# Random Forest Model for NLP

### We will use a basic Random Forest model to analyze our SMS Spam Collection dataset


### Read in Raw Text, and perform all preprocessing steps we did before (cleaning the text, feature engineering and text vectorizing steps)

In [3]:
import nltk
import pandas as pd
import re
from sklearn.feature_extraction.text import TfidfVectorizer
import string
import os
base_path = 'datasets'
stopwords = nltk.corpus.stopwords.words('english')
ps = nltk.PorterStemmer()

data = pd.read_csv(os.path.join(base_path,"SMSSpamCollection.tsv"), sep='\t')
data.columns = ['label', 'body_text']

def count_punct(text):
    count = sum([1 for char in text if char in string.punctuation])
    return round(count/(len(text) - text.count(" ")), 3)*100

data['body_len'] = data['body_text'].apply(lambda x: len(x) - x.count(" "))
data['punct%'] = data['body_text'].apply(lambda x: count_punct(x))

def clean_text(text):
    text = "".join([word.lower() for word in text if word not in string.punctuation])
    tokens = re.split('\W+', text)
    text = [ps.stem(word) for word in tokens if word not in stopwords]
    return text

tfidf_vect = TfidfVectorizer(analyzer=clean_text)
X_tfidf = tfidf_vect.fit_transform(data['body_text'])

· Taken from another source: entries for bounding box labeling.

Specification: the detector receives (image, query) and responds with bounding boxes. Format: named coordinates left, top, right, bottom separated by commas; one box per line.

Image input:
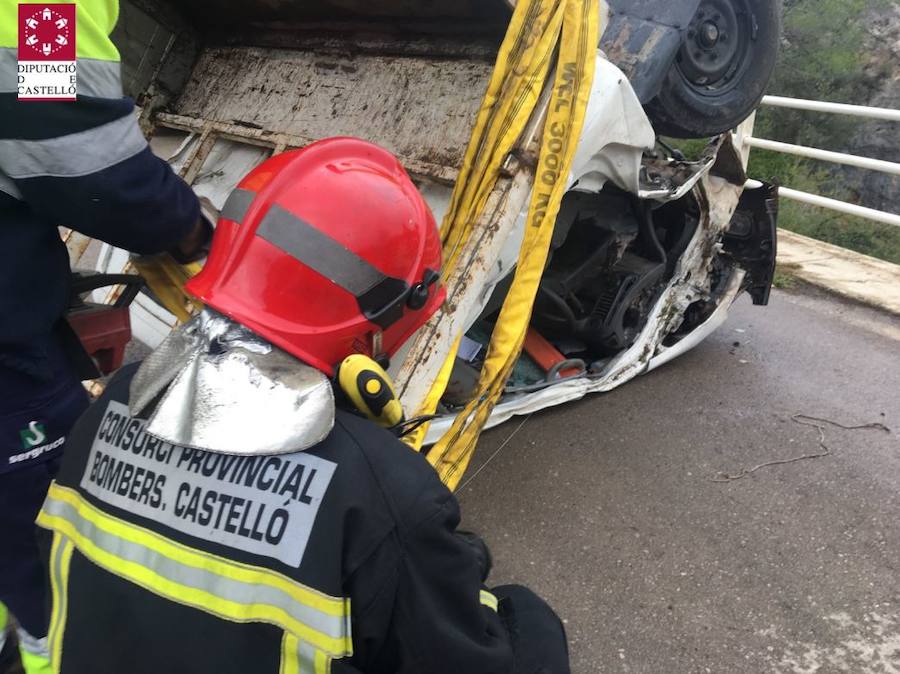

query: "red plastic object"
left=524, top=328, right=581, bottom=378
left=66, top=304, right=131, bottom=375
left=185, top=138, right=446, bottom=375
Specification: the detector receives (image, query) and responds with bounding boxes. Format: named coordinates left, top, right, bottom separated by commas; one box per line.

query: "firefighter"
left=38, top=138, right=568, bottom=674
left=0, top=0, right=211, bottom=674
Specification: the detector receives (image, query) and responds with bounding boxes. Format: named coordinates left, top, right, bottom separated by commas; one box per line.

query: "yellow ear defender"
left=335, top=353, right=404, bottom=428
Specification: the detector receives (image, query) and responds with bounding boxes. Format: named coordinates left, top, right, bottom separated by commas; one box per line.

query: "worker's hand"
left=169, top=215, right=213, bottom=264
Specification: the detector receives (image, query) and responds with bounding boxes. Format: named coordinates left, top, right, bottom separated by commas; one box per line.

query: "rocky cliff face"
left=844, top=1, right=900, bottom=213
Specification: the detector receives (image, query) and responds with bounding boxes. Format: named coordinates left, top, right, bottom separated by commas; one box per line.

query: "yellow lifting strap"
left=408, top=0, right=600, bottom=489
left=131, top=253, right=203, bottom=323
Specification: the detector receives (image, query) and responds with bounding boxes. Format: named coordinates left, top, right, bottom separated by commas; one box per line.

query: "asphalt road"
left=460, top=291, right=900, bottom=674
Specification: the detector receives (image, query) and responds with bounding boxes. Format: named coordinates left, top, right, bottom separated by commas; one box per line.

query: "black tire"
left=645, top=0, right=783, bottom=138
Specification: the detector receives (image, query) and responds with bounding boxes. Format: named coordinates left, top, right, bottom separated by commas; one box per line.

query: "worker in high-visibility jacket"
left=0, top=0, right=208, bottom=673
left=38, top=138, right=568, bottom=674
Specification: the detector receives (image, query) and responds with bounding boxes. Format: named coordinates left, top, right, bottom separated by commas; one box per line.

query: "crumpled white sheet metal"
left=129, top=309, right=334, bottom=455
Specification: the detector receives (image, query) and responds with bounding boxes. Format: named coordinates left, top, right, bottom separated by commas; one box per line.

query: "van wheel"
left=646, top=0, right=783, bottom=138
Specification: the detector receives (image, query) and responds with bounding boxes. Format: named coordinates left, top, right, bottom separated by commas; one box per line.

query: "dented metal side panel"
left=169, top=47, right=492, bottom=173
left=425, top=134, right=746, bottom=444
left=600, top=0, right=699, bottom=103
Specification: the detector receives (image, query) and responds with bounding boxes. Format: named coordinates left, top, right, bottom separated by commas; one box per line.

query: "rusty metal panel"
left=174, top=0, right=510, bottom=26
left=176, top=47, right=492, bottom=168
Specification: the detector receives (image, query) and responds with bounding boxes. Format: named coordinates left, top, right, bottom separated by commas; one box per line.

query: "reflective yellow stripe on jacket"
left=37, top=484, right=353, bottom=674
left=0, top=0, right=122, bottom=98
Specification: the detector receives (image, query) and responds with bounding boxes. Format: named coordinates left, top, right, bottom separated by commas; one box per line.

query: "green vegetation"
left=749, top=0, right=900, bottom=264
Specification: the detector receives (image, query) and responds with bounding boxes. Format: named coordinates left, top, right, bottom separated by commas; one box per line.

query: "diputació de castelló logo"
left=17, top=3, right=78, bottom=101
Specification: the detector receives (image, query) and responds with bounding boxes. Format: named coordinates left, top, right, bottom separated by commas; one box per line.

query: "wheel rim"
left=676, top=0, right=756, bottom=95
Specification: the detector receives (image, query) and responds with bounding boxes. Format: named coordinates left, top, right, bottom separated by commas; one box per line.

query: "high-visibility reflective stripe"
left=0, top=47, right=123, bottom=98
left=38, top=484, right=353, bottom=658
left=16, top=626, right=50, bottom=660
left=278, top=633, right=331, bottom=674
left=315, top=651, right=331, bottom=674
left=219, top=188, right=256, bottom=224
left=0, top=173, right=22, bottom=201
left=47, top=532, right=74, bottom=672
left=0, top=115, right=147, bottom=179
left=256, top=204, right=386, bottom=297
left=480, top=590, right=499, bottom=611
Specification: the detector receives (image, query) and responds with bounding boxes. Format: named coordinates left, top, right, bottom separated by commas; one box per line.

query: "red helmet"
left=185, top=138, right=445, bottom=375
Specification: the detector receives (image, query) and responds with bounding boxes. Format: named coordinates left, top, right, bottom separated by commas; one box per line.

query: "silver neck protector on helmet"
left=129, top=309, right=334, bottom=455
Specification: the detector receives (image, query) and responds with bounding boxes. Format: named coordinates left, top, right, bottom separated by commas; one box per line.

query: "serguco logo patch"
left=18, top=3, right=78, bottom=101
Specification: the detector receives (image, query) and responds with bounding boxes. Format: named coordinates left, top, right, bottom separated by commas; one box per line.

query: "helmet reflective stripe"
left=185, top=138, right=446, bottom=376
left=230, top=189, right=409, bottom=328
left=256, top=204, right=385, bottom=297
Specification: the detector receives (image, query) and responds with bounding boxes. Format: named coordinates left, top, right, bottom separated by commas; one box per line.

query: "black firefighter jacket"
left=38, top=366, right=513, bottom=674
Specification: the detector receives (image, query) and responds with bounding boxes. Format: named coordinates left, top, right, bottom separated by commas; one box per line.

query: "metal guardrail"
left=735, top=96, right=900, bottom=227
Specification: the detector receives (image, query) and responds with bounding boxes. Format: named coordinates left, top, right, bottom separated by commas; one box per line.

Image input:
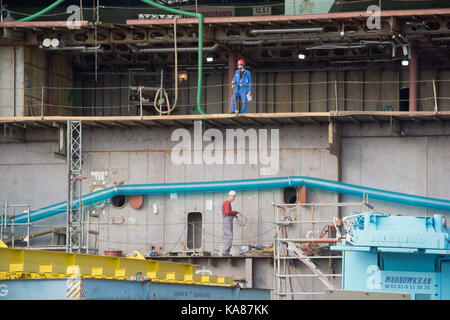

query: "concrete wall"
left=0, top=46, right=73, bottom=116
left=0, top=122, right=450, bottom=299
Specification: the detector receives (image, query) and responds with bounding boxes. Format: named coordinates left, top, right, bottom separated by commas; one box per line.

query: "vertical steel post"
left=27, top=205, right=31, bottom=248
left=334, top=80, right=338, bottom=112
left=41, top=87, right=44, bottom=120
left=66, top=120, right=83, bottom=253
left=433, top=79, right=438, bottom=112
left=409, top=46, right=418, bottom=112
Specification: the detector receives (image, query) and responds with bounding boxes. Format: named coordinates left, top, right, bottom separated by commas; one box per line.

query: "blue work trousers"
left=231, top=89, right=248, bottom=113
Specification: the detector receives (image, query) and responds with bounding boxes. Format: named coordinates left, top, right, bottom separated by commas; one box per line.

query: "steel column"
left=409, top=46, right=418, bottom=112
left=228, top=52, right=236, bottom=112
left=66, top=120, right=83, bottom=253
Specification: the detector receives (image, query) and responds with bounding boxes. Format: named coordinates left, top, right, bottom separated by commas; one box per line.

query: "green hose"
left=16, top=0, right=65, bottom=22
left=141, top=0, right=205, bottom=114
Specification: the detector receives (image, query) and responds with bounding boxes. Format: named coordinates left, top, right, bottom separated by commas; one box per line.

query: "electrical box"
left=331, top=212, right=450, bottom=300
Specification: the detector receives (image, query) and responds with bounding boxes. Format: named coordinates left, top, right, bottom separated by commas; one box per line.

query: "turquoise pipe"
left=0, top=176, right=450, bottom=223
left=16, top=0, right=65, bottom=22
left=141, top=0, right=205, bottom=114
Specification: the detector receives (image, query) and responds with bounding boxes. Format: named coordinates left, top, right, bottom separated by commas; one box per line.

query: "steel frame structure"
left=273, top=197, right=372, bottom=300
left=66, top=120, right=84, bottom=253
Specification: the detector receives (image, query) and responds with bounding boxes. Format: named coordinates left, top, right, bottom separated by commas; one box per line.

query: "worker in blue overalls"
left=231, top=59, right=252, bottom=113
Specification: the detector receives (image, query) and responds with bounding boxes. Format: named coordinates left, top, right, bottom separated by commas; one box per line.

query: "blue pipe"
left=4, top=176, right=450, bottom=223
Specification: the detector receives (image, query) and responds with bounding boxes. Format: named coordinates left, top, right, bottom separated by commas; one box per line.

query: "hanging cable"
left=17, top=0, right=65, bottom=22
left=153, top=17, right=178, bottom=114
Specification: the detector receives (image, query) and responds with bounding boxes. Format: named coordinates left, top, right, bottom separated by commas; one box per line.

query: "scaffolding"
left=66, top=120, right=83, bottom=253
left=273, top=196, right=373, bottom=300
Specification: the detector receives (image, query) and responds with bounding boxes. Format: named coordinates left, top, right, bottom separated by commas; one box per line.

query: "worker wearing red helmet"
left=231, top=59, right=252, bottom=113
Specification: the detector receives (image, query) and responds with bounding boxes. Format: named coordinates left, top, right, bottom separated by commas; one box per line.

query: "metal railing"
left=272, top=197, right=373, bottom=299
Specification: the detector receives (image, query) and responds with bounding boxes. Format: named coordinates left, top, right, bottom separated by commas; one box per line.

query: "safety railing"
left=0, top=78, right=450, bottom=119
left=273, top=197, right=373, bottom=299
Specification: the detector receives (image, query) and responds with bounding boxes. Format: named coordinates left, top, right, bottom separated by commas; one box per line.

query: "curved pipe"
left=16, top=0, right=65, bottom=22
left=0, top=176, right=450, bottom=223
left=141, top=0, right=205, bottom=114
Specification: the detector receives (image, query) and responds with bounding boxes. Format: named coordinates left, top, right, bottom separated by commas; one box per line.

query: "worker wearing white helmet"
left=222, top=190, right=238, bottom=256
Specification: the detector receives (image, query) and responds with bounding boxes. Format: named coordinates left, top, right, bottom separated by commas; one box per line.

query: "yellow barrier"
left=0, top=247, right=232, bottom=286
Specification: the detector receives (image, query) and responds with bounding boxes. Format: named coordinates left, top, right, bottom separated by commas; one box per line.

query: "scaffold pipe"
left=0, top=176, right=450, bottom=224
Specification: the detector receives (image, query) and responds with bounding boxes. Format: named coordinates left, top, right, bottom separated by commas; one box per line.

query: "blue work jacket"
left=233, top=69, right=252, bottom=93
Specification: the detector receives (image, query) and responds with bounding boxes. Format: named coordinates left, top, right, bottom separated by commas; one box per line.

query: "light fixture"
left=402, top=44, right=408, bottom=56
left=50, top=38, right=59, bottom=48
left=178, top=71, right=187, bottom=81
left=42, top=38, right=52, bottom=48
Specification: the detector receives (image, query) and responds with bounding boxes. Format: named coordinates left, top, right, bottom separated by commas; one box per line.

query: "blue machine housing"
left=331, top=212, right=450, bottom=300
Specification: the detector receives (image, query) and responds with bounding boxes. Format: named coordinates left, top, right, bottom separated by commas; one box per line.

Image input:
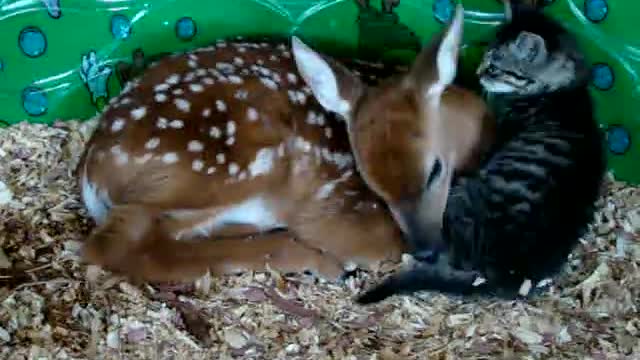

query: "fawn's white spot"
left=191, top=159, right=204, bottom=172
left=249, top=148, right=274, bottom=177
left=324, top=126, right=333, bottom=139
left=287, top=90, right=307, bottom=105
left=165, top=74, right=180, bottom=85
left=216, top=100, right=227, bottom=112
left=133, top=153, right=153, bottom=165
left=227, top=120, right=236, bottom=136
left=162, top=152, right=178, bottom=164
left=131, top=106, right=147, bottom=120
left=156, top=117, right=169, bottom=129
left=153, top=83, right=171, bottom=92
left=144, top=137, right=160, bottom=150
left=173, top=98, right=191, bottom=112
left=316, top=170, right=353, bottom=200
left=228, top=75, right=244, bottom=85
left=228, top=162, right=240, bottom=176
left=247, top=107, right=258, bottom=121
left=111, top=118, right=124, bottom=132
left=169, top=120, right=184, bottom=129
left=209, top=126, right=222, bottom=139
left=233, top=89, right=249, bottom=100
left=178, top=197, right=284, bottom=239
left=115, top=153, right=129, bottom=166
left=295, top=137, right=311, bottom=152
left=109, top=145, right=122, bottom=155
left=187, top=140, right=204, bottom=152
left=260, top=77, right=278, bottom=91
left=81, top=167, right=112, bottom=225
left=216, top=62, right=236, bottom=73
left=189, top=84, right=204, bottom=93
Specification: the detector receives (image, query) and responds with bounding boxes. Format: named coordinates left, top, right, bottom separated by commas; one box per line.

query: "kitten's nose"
left=413, top=249, right=440, bottom=265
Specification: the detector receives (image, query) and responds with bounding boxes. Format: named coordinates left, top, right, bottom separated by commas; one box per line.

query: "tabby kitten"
left=358, top=8, right=606, bottom=304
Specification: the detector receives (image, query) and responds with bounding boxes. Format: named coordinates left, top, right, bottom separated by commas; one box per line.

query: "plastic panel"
left=0, top=0, right=640, bottom=182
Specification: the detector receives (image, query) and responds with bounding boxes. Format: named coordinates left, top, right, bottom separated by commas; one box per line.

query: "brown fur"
left=77, top=44, right=405, bottom=281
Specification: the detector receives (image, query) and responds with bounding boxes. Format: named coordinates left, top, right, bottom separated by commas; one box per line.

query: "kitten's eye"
left=425, top=158, right=442, bottom=189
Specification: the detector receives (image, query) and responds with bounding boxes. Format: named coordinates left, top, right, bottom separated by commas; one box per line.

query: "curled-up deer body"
left=78, top=2, right=491, bottom=281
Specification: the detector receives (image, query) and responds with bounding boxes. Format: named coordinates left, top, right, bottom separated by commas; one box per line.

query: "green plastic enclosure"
left=0, top=0, right=640, bottom=183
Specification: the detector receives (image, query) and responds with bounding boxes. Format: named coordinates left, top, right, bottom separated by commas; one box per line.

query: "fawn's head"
left=292, top=5, right=463, bottom=256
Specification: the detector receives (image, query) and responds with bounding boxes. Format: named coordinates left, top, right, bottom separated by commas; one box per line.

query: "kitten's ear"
left=408, top=4, right=464, bottom=98
left=514, top=31, right=547, bottom=61
left=291, top=36, right=364, bottom=121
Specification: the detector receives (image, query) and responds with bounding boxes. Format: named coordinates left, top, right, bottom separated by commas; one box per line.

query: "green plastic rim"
left=0, top=0, right=640, bottom=183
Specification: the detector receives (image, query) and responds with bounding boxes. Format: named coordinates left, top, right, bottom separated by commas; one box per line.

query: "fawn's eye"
left=425, top=158, right=442, bottom=189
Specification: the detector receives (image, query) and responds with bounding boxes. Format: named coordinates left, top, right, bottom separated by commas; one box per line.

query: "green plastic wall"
left=0, top=0, right=640, bottom=182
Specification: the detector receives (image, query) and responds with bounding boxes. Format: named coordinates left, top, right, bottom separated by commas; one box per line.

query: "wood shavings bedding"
left=0, top=120, right=640, bottom=359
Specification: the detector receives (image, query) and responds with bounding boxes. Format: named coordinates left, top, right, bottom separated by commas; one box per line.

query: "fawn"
left=77, top=3, right=493, bottom=281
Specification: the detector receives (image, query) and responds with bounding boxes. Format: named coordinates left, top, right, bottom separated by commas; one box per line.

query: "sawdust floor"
left=0, top=122, right=640, bottom=360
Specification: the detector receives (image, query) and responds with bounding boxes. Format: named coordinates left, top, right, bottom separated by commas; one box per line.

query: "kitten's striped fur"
left=358, top=5, right=606, bottom=304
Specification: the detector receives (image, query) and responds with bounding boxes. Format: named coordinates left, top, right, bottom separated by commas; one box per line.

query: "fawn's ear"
left=291, top=36, right=364, bottom=121
left=409, top=4, right=464, bottom=98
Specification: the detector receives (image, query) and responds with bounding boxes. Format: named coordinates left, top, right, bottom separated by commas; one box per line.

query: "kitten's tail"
left=356, top=263, right=484, bottom=305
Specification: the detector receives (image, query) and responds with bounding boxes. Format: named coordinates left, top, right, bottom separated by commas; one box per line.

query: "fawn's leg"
left=83, top=205, right=343, bottom=282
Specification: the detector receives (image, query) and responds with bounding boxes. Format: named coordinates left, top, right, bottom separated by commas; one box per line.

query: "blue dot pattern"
left=433, top=0, right=455, bottom=23
left=18, top=27, right=47, bottom=57
left=607, top=125, right=631, bottom=155
left=22, top=87, right=48, bottom=116
left=111, top=14, right=131, bottom=40
left=584, top=0, right=609, bottom=22
left=176, top=17, right=196, bottom=40
left=591, top=64, right=614, bottom=90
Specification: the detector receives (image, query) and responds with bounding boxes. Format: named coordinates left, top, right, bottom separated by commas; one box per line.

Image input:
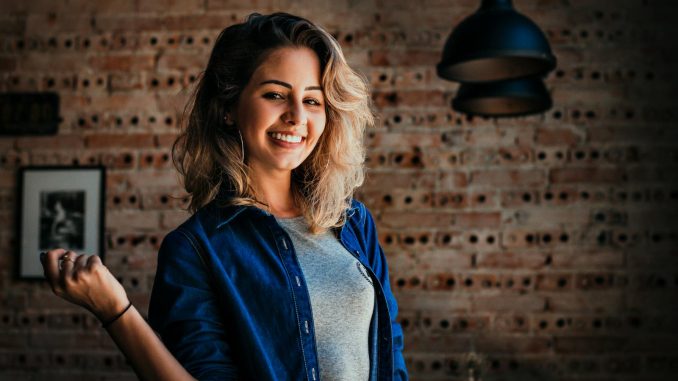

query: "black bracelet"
left=101, top=302, right=132, bottom=328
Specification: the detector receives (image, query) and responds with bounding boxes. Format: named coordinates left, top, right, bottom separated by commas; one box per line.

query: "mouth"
left=267, top=131, right=306, bottom=146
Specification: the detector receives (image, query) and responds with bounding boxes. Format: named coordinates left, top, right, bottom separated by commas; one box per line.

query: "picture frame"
left=16, top=166, right=106, bottom=280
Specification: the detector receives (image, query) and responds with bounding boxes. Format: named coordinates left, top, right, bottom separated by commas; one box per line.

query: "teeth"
left=271, top=132, right=301, bottom=143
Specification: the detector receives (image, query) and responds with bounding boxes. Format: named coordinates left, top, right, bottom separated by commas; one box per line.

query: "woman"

X_features = pd.concat([data['body_len'], data['punct%'], pd.DataFrame(X_tfidf.toarray())], axis=1)
X_features.head()

Unnamed: 0,body_len,punct%,0,1,2,3,4,5,6,7,...,8094,8095,8096,8097,8098,8099,8100,8101,8102,8103
0,128,4.7,0.0,0.0,0.0,0.0,0.0,0.0,0.0,0.0,...,0.0,0.0,0.0,0.0,0.0,0.0,0.0,0.0,0.0,0.0
1,49,4.1,0.0,0.0,0.0,0.0,0.0,0.0,0.0,0.0,...,0.0,0.0,0.0,0.0,0.0,0.0,0.0,0.0,0.0,0.0
2,62,3.2,0.0,0.0,0.0,0.0,0.0,0.0,0.0,0.0,...,0.0,0.0,0.0,0.0,0.0,0.0,0.0,0.0,0.0,0.0
3,28,7.1,0.0,0.0,0.0,0.0,0.0,0.0,0.0,0.0,...,0.0,0.0,0.0,0.0,0.0,0.0,0.0,0.0,0.0,0.0
4,135,4.4,0.0,0.0,0.0,0.0,0.0,0.0,0.0,0.0,...,0.0,0.0,0.0,0.0,0.0,0.0,0.0,0.0,0.0,0.0


### Using K-Fold cross validation method

In [4]:
from sklearn.ensemble import RandomForestClassifier
from sklearn.model_selection import KFold, cross_val_score

# n_jobs = -1 - means we can run everything in parallel
rf = RandomForestClassifier(n_jobs=-1)
# Split the training set to 5 subsets
k_fold = KFold(n_splits=5)
cross_val_score(rf,X=X_features,y=data['label'],cv=k_fold,scoring='accuracy',n_jobs=-1)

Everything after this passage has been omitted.